Sedikitnya 47 orang terbunuh di sejumlah desa pertanian di Negara Bagian Katsina, Nigeria utara, oleh rombongan bandit bersenjata.
Oleh
Luki Aulia
·3 menit baca
ABUJA, SENIN — Kekerasan demi kekerasan melanda Nigeria selama beberapa bulan terakhir. Korbannya tidak hanya warga sipil, tetapi tentara dan polisi pun menjadi korban. Salah satu negara miskin di Afrika Barat itu telah menjadi ladang kekerasan bersenjata oleh kelompok bandit, pemberontak, dan ekstremis.
Kasus terbaru, sebagaimana dilaporkan aparat Nigeria, Minggu (19/4/2020), terjadi sehari sebelumnya, Sabtu. Sedikitnya 47 orang terbunuh di sejumlah desa pertanian di Negara Bagian Katsina, Nigeria utara, oleh rombongan bandit bersenjata.

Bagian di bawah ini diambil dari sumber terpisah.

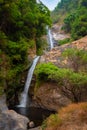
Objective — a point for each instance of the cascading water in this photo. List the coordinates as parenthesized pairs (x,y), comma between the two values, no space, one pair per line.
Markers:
(24,95)
(50,39)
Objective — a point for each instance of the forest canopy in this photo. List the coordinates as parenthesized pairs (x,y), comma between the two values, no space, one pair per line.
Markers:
(22,23)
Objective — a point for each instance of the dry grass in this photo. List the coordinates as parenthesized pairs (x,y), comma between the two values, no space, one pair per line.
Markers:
(73,117)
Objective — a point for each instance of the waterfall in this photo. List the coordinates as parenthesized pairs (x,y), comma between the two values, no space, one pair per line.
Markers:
(50,39)
(24,95)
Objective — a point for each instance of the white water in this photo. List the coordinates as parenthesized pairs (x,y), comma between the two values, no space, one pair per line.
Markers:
(24,95)
(50,39)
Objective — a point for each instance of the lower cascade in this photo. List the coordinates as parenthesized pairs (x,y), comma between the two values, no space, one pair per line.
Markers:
(50,39)
(24,95)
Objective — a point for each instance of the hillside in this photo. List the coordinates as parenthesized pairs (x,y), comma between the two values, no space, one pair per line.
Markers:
(72,15)
(72,117)
(61,76)
(21,31)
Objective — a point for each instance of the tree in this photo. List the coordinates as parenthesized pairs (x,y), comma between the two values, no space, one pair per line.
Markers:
(71,84)
(77,59)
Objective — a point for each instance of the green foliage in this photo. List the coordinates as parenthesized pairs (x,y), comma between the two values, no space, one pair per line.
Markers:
(64,41)
(22,22)
(77,59)
(70,83)
(74,17)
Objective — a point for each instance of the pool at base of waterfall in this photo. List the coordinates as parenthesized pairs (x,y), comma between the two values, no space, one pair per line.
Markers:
(37,115)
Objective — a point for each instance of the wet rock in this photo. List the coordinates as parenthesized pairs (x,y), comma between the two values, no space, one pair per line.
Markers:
(31,124)
(53,99)
(10,120)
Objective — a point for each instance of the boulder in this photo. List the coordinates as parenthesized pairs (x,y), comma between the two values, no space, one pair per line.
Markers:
(10,120)
(49,97)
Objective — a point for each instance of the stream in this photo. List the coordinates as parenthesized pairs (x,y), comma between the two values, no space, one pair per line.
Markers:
(37,115)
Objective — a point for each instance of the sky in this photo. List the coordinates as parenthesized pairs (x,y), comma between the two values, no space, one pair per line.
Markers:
(51,4)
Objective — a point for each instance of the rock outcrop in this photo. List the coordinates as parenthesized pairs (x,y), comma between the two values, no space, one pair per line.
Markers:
(49,97)
(9,119)
(55,57)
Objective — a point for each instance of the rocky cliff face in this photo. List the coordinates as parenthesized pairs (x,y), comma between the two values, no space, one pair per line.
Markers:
(55,57)
(48,95)
(9,119)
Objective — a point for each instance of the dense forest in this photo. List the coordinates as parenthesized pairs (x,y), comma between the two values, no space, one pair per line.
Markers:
(22,23)
(73,15)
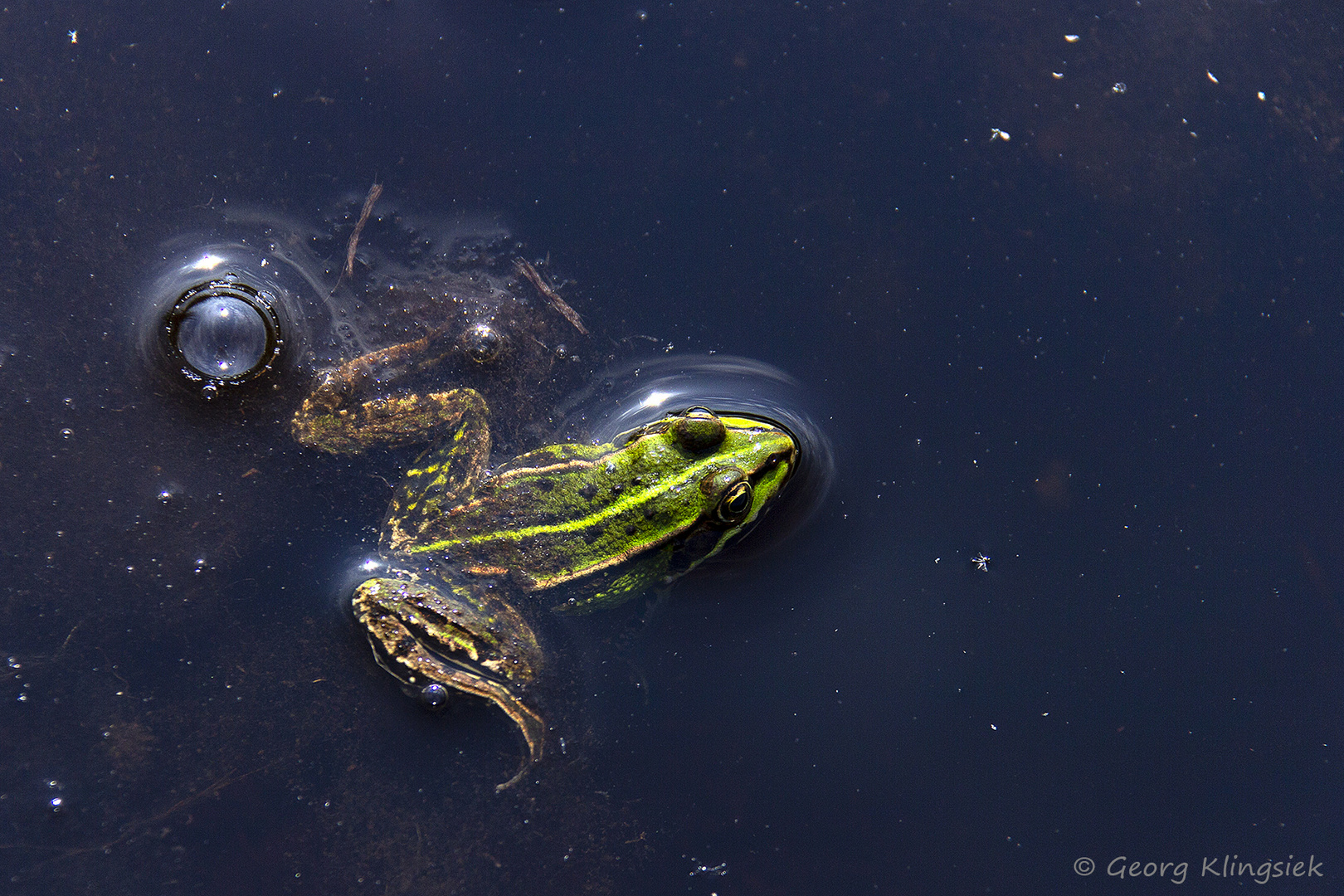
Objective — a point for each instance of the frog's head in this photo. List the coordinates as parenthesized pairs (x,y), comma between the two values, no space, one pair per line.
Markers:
(615,519)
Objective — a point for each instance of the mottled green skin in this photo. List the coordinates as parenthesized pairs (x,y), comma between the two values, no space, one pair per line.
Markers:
(605,520)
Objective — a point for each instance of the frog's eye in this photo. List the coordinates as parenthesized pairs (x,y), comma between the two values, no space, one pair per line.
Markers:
(734,504)
(698,430)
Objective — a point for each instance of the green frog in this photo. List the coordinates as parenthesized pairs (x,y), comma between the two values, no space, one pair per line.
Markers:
(565,527)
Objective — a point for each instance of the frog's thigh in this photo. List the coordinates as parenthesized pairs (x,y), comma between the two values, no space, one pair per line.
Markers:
(446,473)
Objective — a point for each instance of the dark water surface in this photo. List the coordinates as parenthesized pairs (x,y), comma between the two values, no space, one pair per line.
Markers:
(1103,348)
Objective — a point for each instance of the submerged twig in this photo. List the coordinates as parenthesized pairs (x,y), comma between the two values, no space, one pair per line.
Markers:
(552,296)
(374,192)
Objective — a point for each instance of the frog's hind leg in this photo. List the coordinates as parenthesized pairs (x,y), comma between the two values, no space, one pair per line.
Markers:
(442,475)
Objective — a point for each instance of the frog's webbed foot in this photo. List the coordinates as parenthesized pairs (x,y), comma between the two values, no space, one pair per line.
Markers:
(334,416)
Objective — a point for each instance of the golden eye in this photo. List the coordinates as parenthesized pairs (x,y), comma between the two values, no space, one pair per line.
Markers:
(735,503)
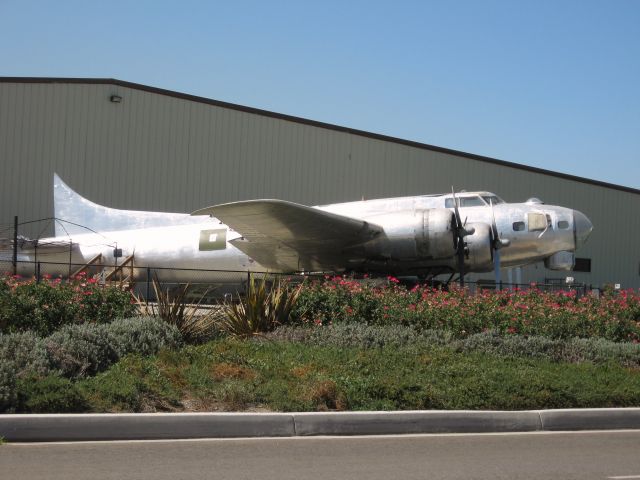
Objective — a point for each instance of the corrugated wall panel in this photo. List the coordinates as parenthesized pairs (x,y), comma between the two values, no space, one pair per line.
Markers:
(160,152)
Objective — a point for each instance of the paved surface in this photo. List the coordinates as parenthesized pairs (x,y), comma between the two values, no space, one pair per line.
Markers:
(79,427)
(575,455)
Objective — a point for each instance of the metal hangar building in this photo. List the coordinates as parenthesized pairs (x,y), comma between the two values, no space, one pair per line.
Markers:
(136,147)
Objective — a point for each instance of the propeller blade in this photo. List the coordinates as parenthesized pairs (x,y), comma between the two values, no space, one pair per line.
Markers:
(496,267)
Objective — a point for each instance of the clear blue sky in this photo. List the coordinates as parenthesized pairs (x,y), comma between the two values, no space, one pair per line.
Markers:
(551,84)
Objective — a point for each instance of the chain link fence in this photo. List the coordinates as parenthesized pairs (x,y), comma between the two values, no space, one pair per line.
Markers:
(216,284)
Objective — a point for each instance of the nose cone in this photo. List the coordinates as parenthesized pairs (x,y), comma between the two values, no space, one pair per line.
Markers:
(582,228)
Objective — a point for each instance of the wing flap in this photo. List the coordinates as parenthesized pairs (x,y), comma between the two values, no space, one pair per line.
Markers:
(277,233)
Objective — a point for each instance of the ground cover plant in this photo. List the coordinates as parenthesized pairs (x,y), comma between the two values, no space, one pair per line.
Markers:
(229,374)
(340,345)
(44,306)
(613,316)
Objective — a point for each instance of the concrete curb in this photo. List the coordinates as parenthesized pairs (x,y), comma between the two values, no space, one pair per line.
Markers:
(131,426)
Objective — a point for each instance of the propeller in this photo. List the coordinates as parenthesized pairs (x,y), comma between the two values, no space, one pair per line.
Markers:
(459,232)
(496,244)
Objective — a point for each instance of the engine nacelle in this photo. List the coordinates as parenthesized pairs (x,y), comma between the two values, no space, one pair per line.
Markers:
(414,235)
(478,255)
(560,261)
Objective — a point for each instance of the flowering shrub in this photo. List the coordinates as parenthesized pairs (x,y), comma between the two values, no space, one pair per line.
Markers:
(615,317)
(46,305)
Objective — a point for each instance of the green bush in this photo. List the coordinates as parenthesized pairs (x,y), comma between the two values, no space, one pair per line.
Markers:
(26,351)
(142,335)
(8,380)
(84,350)
(45,306)
(81,350)
(135,384)
(361,335)
(572,350)
(48,394)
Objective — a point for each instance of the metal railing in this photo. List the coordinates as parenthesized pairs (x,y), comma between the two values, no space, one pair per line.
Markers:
(220,283)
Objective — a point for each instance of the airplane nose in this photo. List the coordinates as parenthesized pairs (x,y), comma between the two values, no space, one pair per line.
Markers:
(582,228)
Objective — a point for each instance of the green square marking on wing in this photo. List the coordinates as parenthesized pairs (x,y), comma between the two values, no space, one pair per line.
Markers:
(213,239)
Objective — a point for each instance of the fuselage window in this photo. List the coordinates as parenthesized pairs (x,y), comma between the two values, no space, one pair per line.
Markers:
(492,199)
(475,201)
(537,221)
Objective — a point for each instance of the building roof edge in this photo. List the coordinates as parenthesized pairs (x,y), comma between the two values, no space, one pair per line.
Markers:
(315,123)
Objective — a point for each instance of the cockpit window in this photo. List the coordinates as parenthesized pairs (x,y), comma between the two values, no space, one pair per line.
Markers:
(492,199)
(474,201)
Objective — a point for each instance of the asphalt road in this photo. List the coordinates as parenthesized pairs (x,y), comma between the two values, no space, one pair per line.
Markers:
(578,455)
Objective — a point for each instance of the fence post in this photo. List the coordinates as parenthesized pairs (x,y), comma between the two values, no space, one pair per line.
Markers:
(15,245)
(148,282)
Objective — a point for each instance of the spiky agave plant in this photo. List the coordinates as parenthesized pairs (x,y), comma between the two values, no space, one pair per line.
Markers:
(265,305)
(194,322)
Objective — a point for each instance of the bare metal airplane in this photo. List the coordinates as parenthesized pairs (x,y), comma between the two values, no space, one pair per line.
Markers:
(422,236)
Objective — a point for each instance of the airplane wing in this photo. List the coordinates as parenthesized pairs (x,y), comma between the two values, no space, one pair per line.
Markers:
(291,237)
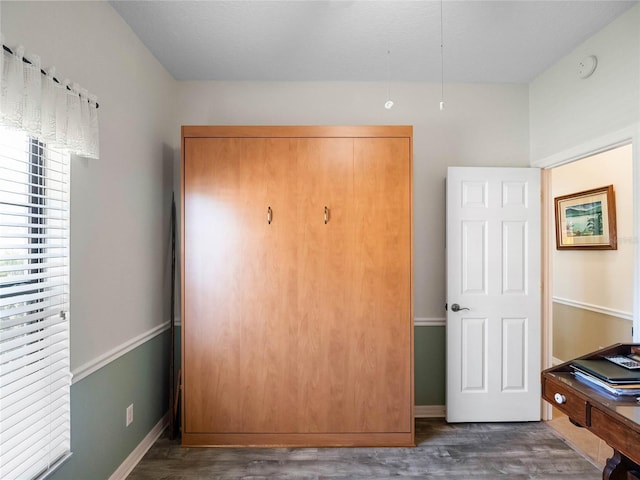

Dilaporkan, sekelompok bandit bersenjata yang mengendarai 150 sepeda motor dalam waktu bersamaan menyerang tiga desa Dutsenma, Danmusa, dan Safana di wilayah Kastina, Nigeria utara. Kelompok ini diduga merupakan geng kriminal yang kerap mencuri sapi dan menculik orang untuk menuntut tebusan.
Tidak hanya warga sipil yang menjadi korban. Pada Senin (23/3/2020), 70 tentara Nigeria tewas diserang pemberontak Boko Haram. Serangan dilakukan ketika para korban sedang konvoi di dekat Desa Gorgi, Negara Bagian Borno, Nigeria timur laut.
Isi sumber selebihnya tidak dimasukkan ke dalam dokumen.